April 1, 2026

HBOT Radar: Hyperbaric Oxygen Shows “Threshold Effect” for PTSD Recovery (Aug 2025)

Fresh off the research radar — new HBOT science just published, summarized for our community.

Title:

Randomized controlled trial shows PTSD patients need at least 35% symptom improvement during HBOT to achieve long-term gains

What this study examined

This 2025 analysis re-evaluated data from a randomized controlled trial of 56 male veterans with treatment-resistant PTSD, comparing:

  • Hyperbaric oxygen therapy (HBOT)
    vs
  • Sham treatment

The goal was to understand whether HBOT has a “threshold effect” — meaning:

👉 If patients improve enough during the protocol, their improvements continue growing after treatment ends.

👉 If they do not reach that threshold, the benefits may fade.

This is the first PTSD study to formally test this idea.

HBOT protocol used in the RCT
  • 2.0 ATA
  • 100% oxygen
  • Standard neuroplasticity protocol (40+ sessions)
  • Compared to sham

This protocol has been used widely in brain injury and neurological HBOT research.

Key findings
1. A clear threshold exists: ≥ 35% improvement

Participants who achieved 35% or more reduction in PTSD symptoms by the end of treatment:

  • continued improving over the next 3 months
  • maintained gains
  • in many cases improved even more after HBOT ended

Participants who improved less than 35% tended to slide backward over time.

This identifies, for the first time, a biologically meaningful treatment target for PTSD HBOT.

2. Intrusive symptoms (flashbacks, nightmares) showed the strongest improvement

Changes in Cluster B symptoms had the strongest correlation with overall recovery:

  • r = 0.74 at end of treatment
  • r = 0.80 at 3-month follow-up

This means improvements in intrusive symptoms were tightly linked to total PTSD improvement.

3. Avoidance symptoms best predicted long-term success

Improvement in Cluster C symptoms (avoidance behaviors) during HBOT:

  • strongly predicted continued recovery
  • helped determine who would maintain improvements after HBOT

This is clinically important because avoidance often blocks trauma processing; reducing it early may open the door to long-term healing.
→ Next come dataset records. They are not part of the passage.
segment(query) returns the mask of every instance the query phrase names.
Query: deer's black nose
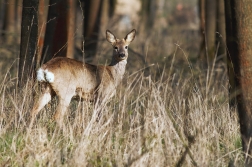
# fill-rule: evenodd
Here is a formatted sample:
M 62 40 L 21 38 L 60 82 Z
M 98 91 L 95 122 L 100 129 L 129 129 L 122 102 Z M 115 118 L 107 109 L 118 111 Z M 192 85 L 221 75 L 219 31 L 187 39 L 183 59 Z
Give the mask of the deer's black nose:
M 120 57 L 120 58 L 125 57 L 125 53 L 119 53 L 119 57 Z

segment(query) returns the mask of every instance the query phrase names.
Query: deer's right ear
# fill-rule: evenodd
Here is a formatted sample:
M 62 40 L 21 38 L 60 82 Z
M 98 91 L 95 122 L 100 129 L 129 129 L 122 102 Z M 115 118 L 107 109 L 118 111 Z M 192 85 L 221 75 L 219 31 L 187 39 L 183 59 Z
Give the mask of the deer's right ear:
M 110 32 L 109 30 L 106 31 L 106 39 L 113 45 L 116 43 L 116 37 L 115 35 Z

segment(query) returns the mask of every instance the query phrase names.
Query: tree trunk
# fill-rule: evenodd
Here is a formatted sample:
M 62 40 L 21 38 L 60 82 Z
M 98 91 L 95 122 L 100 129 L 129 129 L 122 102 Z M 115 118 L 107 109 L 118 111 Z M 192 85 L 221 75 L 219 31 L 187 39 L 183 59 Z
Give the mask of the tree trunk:
M 226 23 L 224 0 L 217 0 L 217 39 L 220 42 L 218 56 L 226 62 Z
M 10 45 L 14 41 L 14 33 L 15 33 L 15 0 L 6 1 L 6 10 L 5 10 L 5 18 L 4 18 L 4 40 L 5 43 Z
M 84 52 L 85 61 L 95 58 L 100 30 L 101 0 L 84 2 Z
M 216 36 L 216 0 L 205 0 L 205 38 L 207 46 L 207 57 L 209 65 L 212 66 L 215 57 L 215 36 Z
M 67 0 L 67 53 L 66 57 L 74 58 L 74 34 L 75 34 L 75 15 L 76 1 Z
M 236 39 L 240 67 L 240 86 L 242 108 L 238 108 L 243 151 L 252 155 L 252 8 L 249 0 L 234 0 L 235 19 L 237 24 Z M 247 166 L 252 165 L 252 159 L 246 156 Z
M 235 21 L 234 1 L 225 0 L 226 16 L 226 43 L 227 43 L 227 68 L 229 77 L 229 105 L 234 107 L 237 104 L 237 92 L 239 91 L 239 59 L 238 45 L 236 42 L 237 25 Z M 240 96 L 240 95 L 239 95 Z M 240 104 L 240 103 L 239 103 Z
M 49 2 L 41 64 L 56 56 L 66 57 L 67 8 L 65 0 L 50 0 Z
M 34 71 L 38 38 L 39 0 L 23 0 L 18 84 L 22 86 Z
M 42 51 L 44 46 L 45 39 L 45 30 L 46 30 L 46 18 L 48 12 L 48 1 L 49 0 L 40 0 L 39 2 L 39 11 L 38 11 L 38 46 L 37 46 L 37 61 L 36 66 L 39 66 L 42 57 Z

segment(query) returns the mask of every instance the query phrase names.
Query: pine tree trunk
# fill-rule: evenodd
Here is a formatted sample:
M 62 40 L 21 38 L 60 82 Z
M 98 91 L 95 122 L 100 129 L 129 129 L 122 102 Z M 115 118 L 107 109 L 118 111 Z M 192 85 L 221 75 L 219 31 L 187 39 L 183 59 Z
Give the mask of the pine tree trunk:
M 18 83 L 22 86 L 35 69 L 39 0 L 23 0 Z
M 209 65 L 212 65 L 215 57 L 215 36 L 216 36 L 216 0 L 205 0 L 205 33 L 207 57 Z
M 252 165 L 252 8 L 250 0 L 234 0 L 235 21 L 237 25 L 236 38 L 238 43 L 242 108 L 238 108 L 243 151 L 247 166 Z

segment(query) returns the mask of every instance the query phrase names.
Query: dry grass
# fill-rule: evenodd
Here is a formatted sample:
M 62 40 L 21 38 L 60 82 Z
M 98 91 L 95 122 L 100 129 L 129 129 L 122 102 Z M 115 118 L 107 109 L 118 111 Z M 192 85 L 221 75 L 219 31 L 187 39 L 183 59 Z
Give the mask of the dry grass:
M 0 85 L 0 166 L 243 165 L 225 73 L 217 75 L 216 68 L 204 76 L 194 69 L 184 75 L 175 73 L 173 65 L 166 71 L 158 77 L 142 71 L 127 75 L 106 106 L 73 102 L 63 129 L 51 120 L 56 99 L 30 131 L 37 84 L 30 81 L 18 89 L 15 78 L 5 77 Z M 103 115 L 96 122 L 99 110 Z

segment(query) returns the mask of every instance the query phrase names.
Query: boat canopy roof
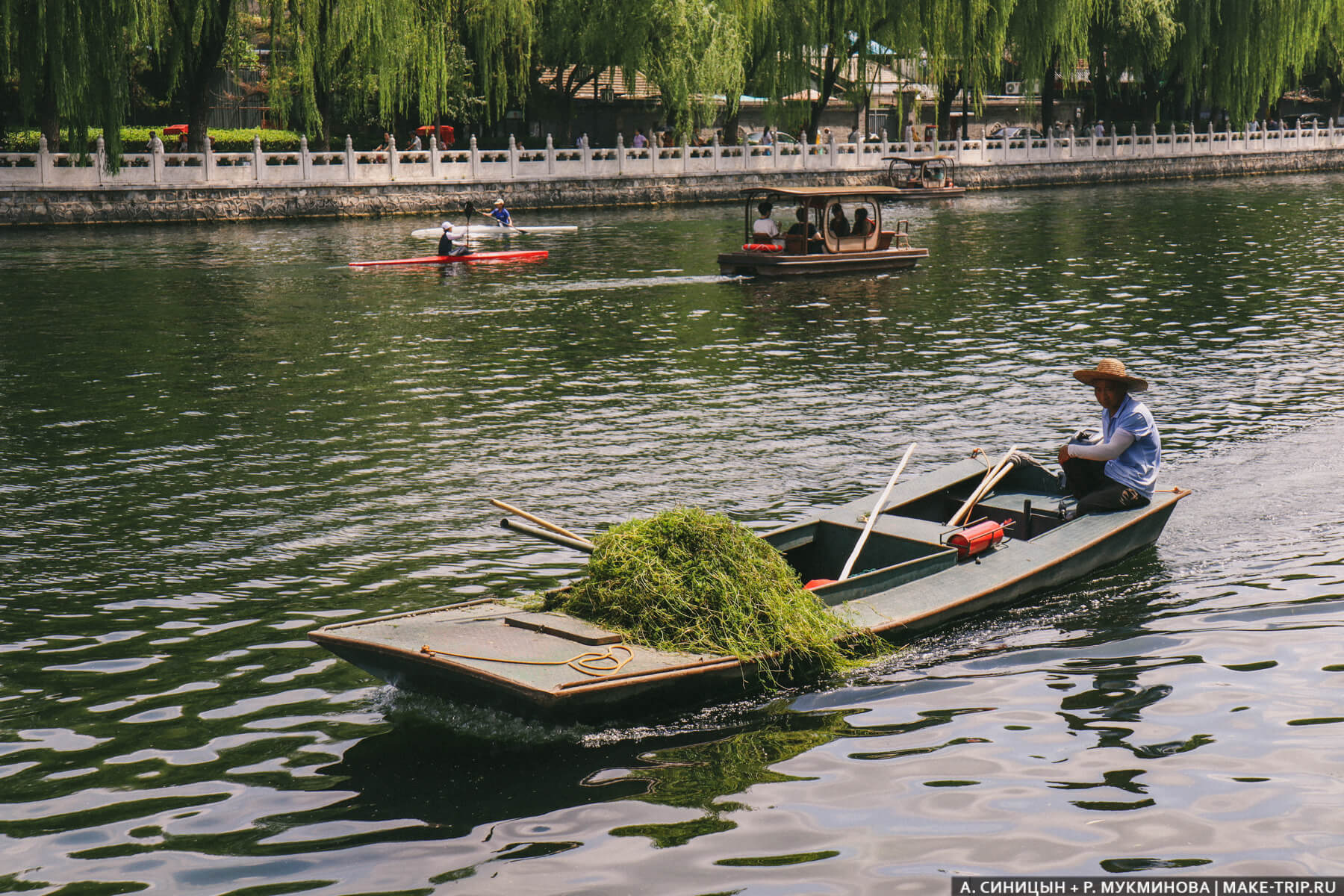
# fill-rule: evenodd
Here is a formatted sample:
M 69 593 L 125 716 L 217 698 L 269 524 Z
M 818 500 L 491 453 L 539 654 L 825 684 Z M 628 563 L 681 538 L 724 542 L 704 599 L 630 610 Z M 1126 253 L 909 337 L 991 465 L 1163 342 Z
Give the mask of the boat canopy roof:
M 953 161 L 952 156 L 883 156 L 882 161 L 902 161 L 907 165 L 922 165 L 929 161 Z
M 747 187 L 743 196 L 790 196 L 793 199 L 900 196 L 895 187 Z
4. The biology supports a threshold model

The authors propose that HBOT’s effects on brain neuroplasticity likely involve “bistable circuit dynamics” — simplified meaning:

  • once neural circuits shift into a healthier state, they tend to stay there
  • but the shift only happens if improvement crosses a specific biological threshold

This supports HBOT as a biologically-driven PTSD treatment, not just a psychological one.

Why this matters

This study provides several breakthroughs:

  • PTSD improvements are not linear — they depend on crossing a biological tipping point
  • HBOT appears to stabilize and heal trauma-affected brain circuits
  • clinicians now have a measurable target (≥ 35% improvement)
  • improvements continue after treatment if the threshold is reached
  • even treatment-resistant PTSD may improve with a proper HBOT protocol

This positions HBOT as a uniquely promising therapy for a population often left without effective solutions.

Takeaway for the community

Hyperbaric oxygen therapy for PTSD:

  • shows a clear threshold effect
  • requires ≥ 35% symptom reduction during treatment for long-term gains
  • improves intrusive and avoidance symptoms strongly
  • supports neuroplastic changes that continue months after treatment
  • may help even the most treatment-resistant PTSD cases

🫧 HBOT Radar continues to track the latest science on trauma, neuroplasticity and biologically driven mental health treatments.